My husband wanted a less sweet and much chewier challah than the ABin5 challah, so I made a batch of Lithuanian Challah from Maggie Glezer’s book A Blessing of Bread.
Despite being a water challah (i.e., no eggs in the dough), the crumb was not pure white, but more of a creamy color. I realize that in the below picture, the crumb does look white, but–trust me–it was not as white as the crumb of bakery water challah. Of course, that could be related to the bakery using different flour or longer mixing times or more powerful mixing equipment.
Anyway, the recipe yielded a lot of cute little 8 ounce challahs:
I baked some of them as single strand twisted oval rolls, some were baked in mini loaf pans (the Lithuanian challah is traditionally made in pans, says Glezer),and some I baked in similarly sized oval challah pans.
If you want a higher rising challah, oval pans give you a very nice shape.
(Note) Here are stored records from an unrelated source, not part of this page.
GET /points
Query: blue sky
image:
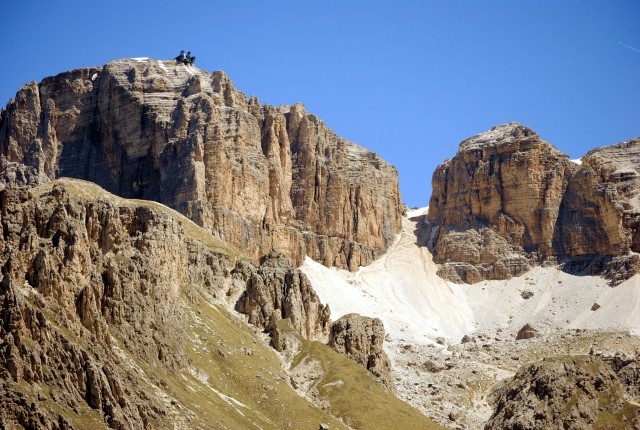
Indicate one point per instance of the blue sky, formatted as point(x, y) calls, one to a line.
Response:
point(406, 79)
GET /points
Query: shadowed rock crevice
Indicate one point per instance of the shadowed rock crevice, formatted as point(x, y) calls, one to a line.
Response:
point(259, 177)
point(508, 201)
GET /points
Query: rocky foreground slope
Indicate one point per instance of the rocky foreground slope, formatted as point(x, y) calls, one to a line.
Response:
point(259, 177)
point(115, 314)
point(509, 200)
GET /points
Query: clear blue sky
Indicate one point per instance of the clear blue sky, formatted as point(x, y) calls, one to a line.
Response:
point(406, 79)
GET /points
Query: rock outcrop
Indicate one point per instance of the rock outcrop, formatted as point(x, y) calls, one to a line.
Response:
point(80, 282)
point(259, 177)
point(508, 200)
point(599, 224)
point(361, 339)
point(580, 392)
point(496, 203)
point(275, 290)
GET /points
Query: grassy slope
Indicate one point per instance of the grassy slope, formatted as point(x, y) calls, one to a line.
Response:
point(233, 379)
point(354, 396)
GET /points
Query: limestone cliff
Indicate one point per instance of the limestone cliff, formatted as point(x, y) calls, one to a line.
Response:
point(599, 223)
point(361, 338)
point(580, 392)
point(275, 290)
point(259, 177)
point(114, 313)
point(508, 200)
point(80, 287)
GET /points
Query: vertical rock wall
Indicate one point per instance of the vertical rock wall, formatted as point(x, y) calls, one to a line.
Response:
point(259, 177)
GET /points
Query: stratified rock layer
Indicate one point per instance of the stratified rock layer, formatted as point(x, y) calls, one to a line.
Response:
point(259, 177)
point(276, 290)
point(508, 200)
point(579, 392)
point(361, 339)
point(80, 282)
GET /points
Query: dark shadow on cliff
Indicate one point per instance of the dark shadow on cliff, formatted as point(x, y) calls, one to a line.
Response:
point(422, 231)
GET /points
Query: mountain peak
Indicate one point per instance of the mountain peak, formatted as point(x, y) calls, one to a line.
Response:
point(498, 135)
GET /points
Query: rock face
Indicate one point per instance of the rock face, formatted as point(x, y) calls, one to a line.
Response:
point(275, 290)
point(579, 392)
point(80, 281)
point(361, 339)
point(259, 177)
point(599, 223)
point(526, 332)
point(508, 200)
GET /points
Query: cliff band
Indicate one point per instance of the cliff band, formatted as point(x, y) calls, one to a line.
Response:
point(259, 177)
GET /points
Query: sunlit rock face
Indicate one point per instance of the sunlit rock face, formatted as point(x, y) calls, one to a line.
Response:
point(508, 200)
point(259, 177)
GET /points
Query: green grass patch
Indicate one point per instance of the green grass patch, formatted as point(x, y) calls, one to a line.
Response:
point(355, 397)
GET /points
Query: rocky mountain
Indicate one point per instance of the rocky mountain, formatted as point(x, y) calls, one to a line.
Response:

The stores here now sell disposable oval pans, but a while ago I bought a range of oval pans from Kerekes. Lots of other places carry them.
This challah dough is good for making pletzel .
A couple of other points: this bread is baked at a much higher temperature than her other challah (425-450 degrees), which I like much better. I like a deeply browned crust. Also, this recipe can be adapted to make a sourdough challah (see page 120).
Bottom line: my husband loved this challah and also loved the French toast I made with leftovers.
I’m sending this over to YeastSpotting.